DIE KLEINE WORTKUNDE

„Die SPD ist wieder die Partei der kleinen Leute“, bescheinigt der DGB-Vorsitzende Michael Sommer der Partei angesichts ihres Wahlprogramms, das einen Mindestlohn und eine Solidarrente vorsieht. CSU-Politiker Hans Michelbach hingegen sprach von einer „Kriegserklärung an die Mittelschicht“.

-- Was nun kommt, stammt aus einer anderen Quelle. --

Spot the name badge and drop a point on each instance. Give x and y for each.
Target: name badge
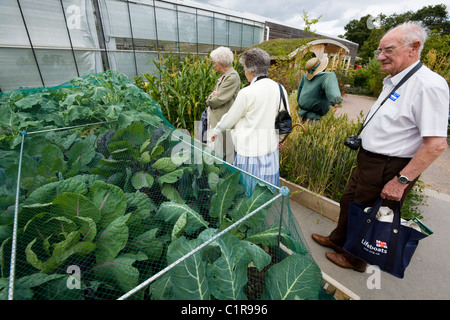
(394, 96)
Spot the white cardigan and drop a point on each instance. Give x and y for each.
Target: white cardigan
(251, 118)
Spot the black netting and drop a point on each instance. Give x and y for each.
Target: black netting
(101, 198)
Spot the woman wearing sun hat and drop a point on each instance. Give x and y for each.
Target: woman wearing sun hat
(318, 90)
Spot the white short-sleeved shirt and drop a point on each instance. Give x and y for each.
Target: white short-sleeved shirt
(419, 108)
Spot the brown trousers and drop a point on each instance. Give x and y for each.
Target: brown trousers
(372, 172)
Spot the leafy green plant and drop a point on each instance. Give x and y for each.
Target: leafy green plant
(318, 160)
(121, 202)
(181, 86)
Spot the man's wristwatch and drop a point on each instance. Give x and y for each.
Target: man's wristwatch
(403, 179)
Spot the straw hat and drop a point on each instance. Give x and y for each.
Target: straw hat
(314, 66)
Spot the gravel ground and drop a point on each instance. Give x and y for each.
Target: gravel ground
(436, 176)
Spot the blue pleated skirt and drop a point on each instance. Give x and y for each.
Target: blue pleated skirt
(265, 167)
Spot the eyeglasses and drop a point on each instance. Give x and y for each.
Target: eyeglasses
(387, 51)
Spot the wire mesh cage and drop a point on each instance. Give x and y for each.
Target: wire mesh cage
(132, 208)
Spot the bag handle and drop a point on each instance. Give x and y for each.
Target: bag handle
(395, 231)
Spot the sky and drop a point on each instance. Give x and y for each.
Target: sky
(335, 14)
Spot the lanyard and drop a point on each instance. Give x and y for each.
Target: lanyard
(406, 77)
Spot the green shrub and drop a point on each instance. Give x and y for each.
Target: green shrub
(318, 160)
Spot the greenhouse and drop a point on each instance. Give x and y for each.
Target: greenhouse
(81, 37)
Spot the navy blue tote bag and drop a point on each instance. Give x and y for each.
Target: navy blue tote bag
(388, 245)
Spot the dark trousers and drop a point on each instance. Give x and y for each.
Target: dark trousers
(372, 172)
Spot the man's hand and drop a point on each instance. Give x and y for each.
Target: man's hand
(393, 190)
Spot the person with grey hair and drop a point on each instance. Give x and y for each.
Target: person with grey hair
(403, 134)
(221, 99)
(251, 119)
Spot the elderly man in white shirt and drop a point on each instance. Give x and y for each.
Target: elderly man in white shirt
(251, 120)
(404, 137)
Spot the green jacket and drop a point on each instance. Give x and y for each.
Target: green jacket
(226, 94)
(315, 96)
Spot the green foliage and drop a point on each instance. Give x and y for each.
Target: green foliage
(108, 96)
(318, 160)
(124, 202)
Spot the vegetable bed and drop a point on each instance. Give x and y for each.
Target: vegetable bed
(104, 207)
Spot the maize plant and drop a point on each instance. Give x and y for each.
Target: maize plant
(181, 86)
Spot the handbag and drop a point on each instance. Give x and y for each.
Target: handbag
(388, 245)
(283, 120)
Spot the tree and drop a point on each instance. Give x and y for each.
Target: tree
(434, 18)
(309, 22)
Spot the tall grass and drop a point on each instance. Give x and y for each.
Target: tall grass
(317, 159)
(181, 86)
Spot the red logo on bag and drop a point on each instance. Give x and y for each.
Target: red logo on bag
(381, 244)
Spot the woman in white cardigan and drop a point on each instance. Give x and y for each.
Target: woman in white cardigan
(251, 120)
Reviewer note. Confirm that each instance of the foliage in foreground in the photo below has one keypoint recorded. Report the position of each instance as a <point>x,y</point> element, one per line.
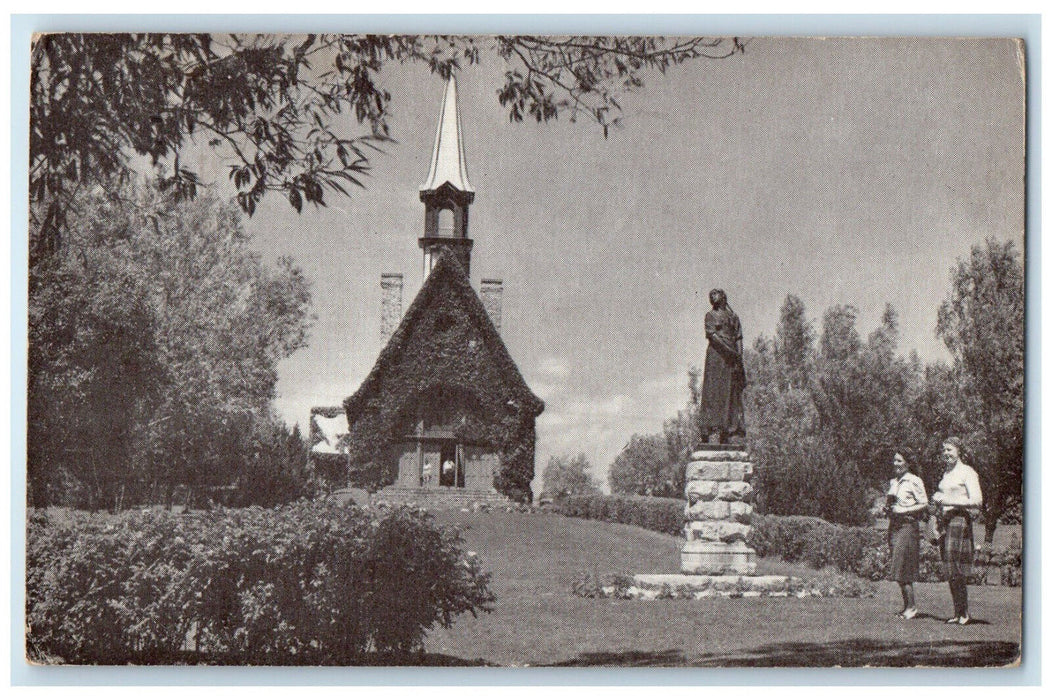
<point>308,582</point>
<point>155,337</point>
<point>661,515</point>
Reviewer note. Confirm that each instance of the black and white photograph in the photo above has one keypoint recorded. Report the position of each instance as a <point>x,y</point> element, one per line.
<point>547,351</point>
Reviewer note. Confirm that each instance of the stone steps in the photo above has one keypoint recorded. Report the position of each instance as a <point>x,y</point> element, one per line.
<point>446,498</point>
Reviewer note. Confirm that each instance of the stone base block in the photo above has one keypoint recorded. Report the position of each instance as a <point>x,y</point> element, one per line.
<point>715,558</point>
<point>716,531</point>
<point>702,471</point>
<point>769,583</point>
<point>723,453</point>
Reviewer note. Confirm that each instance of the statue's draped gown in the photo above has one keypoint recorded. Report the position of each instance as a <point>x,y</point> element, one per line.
<point>723,380</point>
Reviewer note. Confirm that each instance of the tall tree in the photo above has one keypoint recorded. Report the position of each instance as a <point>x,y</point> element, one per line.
<point>164,318</point>
<point>266,102</point>
<point>568,476</point>
<point>644,467</point>
<point>983,324</point>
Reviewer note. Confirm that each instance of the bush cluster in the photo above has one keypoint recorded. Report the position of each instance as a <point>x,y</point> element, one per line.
<point>308,582</point>
<point>864,552</point>
<point>662,515</point>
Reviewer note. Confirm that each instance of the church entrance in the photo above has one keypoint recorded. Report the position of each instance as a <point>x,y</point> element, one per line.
<point>452,465</point>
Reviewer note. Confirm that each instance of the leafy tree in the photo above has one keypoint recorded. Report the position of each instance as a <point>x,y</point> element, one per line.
<point>565,476</point>
<point>265,103</point>
<point>154,339</point>
<point>644,467</point>
<point>983,324</point>
<point>864,393</point>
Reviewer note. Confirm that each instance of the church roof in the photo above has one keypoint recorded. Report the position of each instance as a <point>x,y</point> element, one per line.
<point>448,162</point>
<point>446,280</point>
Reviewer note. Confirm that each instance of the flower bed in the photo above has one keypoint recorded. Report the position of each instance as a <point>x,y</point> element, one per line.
<point>309,582</point>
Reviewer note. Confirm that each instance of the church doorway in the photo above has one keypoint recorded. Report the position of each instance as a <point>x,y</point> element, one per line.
<point>451,470</point>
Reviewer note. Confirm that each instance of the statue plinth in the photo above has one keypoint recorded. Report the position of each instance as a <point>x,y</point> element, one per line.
<point>719,512</point>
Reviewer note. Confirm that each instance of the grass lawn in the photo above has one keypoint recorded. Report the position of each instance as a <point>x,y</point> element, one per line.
<point>537,620</point>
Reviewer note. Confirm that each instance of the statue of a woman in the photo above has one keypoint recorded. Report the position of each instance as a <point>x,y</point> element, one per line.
<point>722,416</point>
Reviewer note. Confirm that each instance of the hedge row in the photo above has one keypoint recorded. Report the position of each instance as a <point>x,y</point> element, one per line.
<point>864,551</point>
<point>309,582</point>
<point>663,515</point>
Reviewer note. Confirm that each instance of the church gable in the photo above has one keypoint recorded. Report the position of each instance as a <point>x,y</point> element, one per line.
<point>446,338</point>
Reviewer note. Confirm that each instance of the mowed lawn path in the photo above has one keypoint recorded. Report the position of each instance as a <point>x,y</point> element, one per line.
<point>537,620</point>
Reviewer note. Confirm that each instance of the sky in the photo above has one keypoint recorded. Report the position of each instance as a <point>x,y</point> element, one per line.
<point>842,171</point>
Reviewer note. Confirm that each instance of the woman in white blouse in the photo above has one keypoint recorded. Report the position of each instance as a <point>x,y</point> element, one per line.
<point>957,500</point>
<point>907,501</point>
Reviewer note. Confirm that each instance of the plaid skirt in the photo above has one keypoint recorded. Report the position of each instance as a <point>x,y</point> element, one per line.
<point>905,550</point>
<point>957,547</point>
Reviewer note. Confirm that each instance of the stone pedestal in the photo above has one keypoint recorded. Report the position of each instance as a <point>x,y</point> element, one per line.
<point>719,513</point>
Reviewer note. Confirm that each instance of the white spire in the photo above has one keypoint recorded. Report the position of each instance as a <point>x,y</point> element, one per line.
<point>448,163</point>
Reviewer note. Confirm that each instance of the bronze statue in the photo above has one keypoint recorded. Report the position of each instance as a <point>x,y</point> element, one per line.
<point>721,415</point>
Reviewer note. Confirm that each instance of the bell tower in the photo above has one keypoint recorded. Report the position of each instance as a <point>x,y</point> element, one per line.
<point>447,192</point>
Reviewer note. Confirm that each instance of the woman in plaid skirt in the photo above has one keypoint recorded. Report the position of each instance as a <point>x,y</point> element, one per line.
<point>957,499</point>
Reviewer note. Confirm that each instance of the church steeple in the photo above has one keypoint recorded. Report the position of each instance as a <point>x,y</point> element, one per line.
<point>447,192</point>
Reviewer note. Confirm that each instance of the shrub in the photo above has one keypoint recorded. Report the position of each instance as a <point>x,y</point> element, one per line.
<point>864,551</point>
<point>309,582</point>
<point>662,515</point>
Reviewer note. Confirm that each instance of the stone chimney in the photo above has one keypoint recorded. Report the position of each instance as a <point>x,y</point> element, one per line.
<point>390,304</point>
<point>491,294</point>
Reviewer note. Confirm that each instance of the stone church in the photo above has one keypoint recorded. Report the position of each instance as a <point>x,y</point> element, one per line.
<point>444,410</point>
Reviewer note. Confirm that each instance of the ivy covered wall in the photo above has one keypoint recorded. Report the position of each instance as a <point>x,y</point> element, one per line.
<point>446,345</point>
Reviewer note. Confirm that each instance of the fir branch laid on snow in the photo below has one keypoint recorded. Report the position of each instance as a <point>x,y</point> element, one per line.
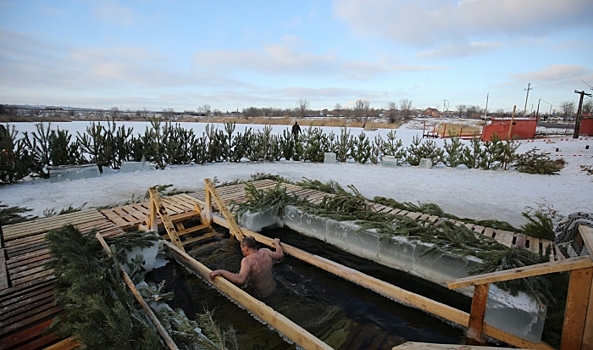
<point>99,310</point>
<point>13,215</point>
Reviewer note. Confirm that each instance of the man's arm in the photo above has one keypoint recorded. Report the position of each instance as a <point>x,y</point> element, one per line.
<point>236,278</point>
<point>278,254</point>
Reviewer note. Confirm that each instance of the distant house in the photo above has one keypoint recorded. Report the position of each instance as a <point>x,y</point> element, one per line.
<point>432,112</point>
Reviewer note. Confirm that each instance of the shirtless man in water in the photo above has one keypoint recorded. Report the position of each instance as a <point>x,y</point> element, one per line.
<point>256,267</point>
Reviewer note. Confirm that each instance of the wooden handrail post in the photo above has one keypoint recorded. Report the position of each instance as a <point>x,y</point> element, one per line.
<point>155,200</point>
<point>577,303</point>
<point>206,215</point>
<point>233,227</point>
<point>475,327</point>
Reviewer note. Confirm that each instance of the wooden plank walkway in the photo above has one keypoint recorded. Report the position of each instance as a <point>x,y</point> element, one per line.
<point>26,285</point>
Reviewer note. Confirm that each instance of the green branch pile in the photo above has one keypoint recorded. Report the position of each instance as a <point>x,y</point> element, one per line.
<point>98,308</point>
<point>445,235</point>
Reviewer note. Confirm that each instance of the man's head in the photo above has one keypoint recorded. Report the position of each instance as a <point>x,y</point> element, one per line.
<point>248,243</point>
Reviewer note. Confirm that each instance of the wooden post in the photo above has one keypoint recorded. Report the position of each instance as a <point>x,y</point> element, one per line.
<point>207,218</point>
<point>587,236</point>
<point>262,311</point>
<point>475,328</point>
<point>155,199</point>
<point>511,125</point>
<point>579,291</point>
<point>153,217</point>
<point>138,296</point>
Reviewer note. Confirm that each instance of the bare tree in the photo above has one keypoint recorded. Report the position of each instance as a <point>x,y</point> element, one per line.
<point>474,112</point>
<point>588,106</point>
<point>114,112</point>
<point>406,108</point>
<point>302,108</point>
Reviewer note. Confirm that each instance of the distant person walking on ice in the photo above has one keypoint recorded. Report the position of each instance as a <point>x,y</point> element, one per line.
<point>256,267</point>
<point>296,129</point>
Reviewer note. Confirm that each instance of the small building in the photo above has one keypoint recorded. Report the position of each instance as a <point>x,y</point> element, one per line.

Die Redewendung „KLEINE LEUTE“ bezeichnet Angehörige der unteren Mittelschicht. „Klein“ (von geringer Größe, nicht erwachsen, unbedeutend) stammt aus dem mittelhochdeutschen „kleine“ (rein, niedlich, hübsch, klug, unansehnlich, schwach), das sich aus dem althochdeutschen „kleini“ (glänzend, glatt, sauber, zierlich, dünn, gering) entwickelt hat. „Leute“ (Bevölkerung, Öffentlichkeit) kommt vom althochdeutschen „liuti“ (Volk, Untergebene) und wurzelt eventuell im indogermanischen „leudh“ (emporwachsen).

„Die kleinen Leute“ sind ein paradoxes Oxymoron: Niedliche Menschenmengen, klein und wachsend zugleich, komplex und dennoch glatt? Es handelt sich um eine universalistische Phrase, die alles einzuschließen versucht.

Und ob Politiker von den „kleinen Leuten“ oder von der „Mittelschicht“ reden, angesprochen fühlen soll sich in beiden Fällen die Mehrheit.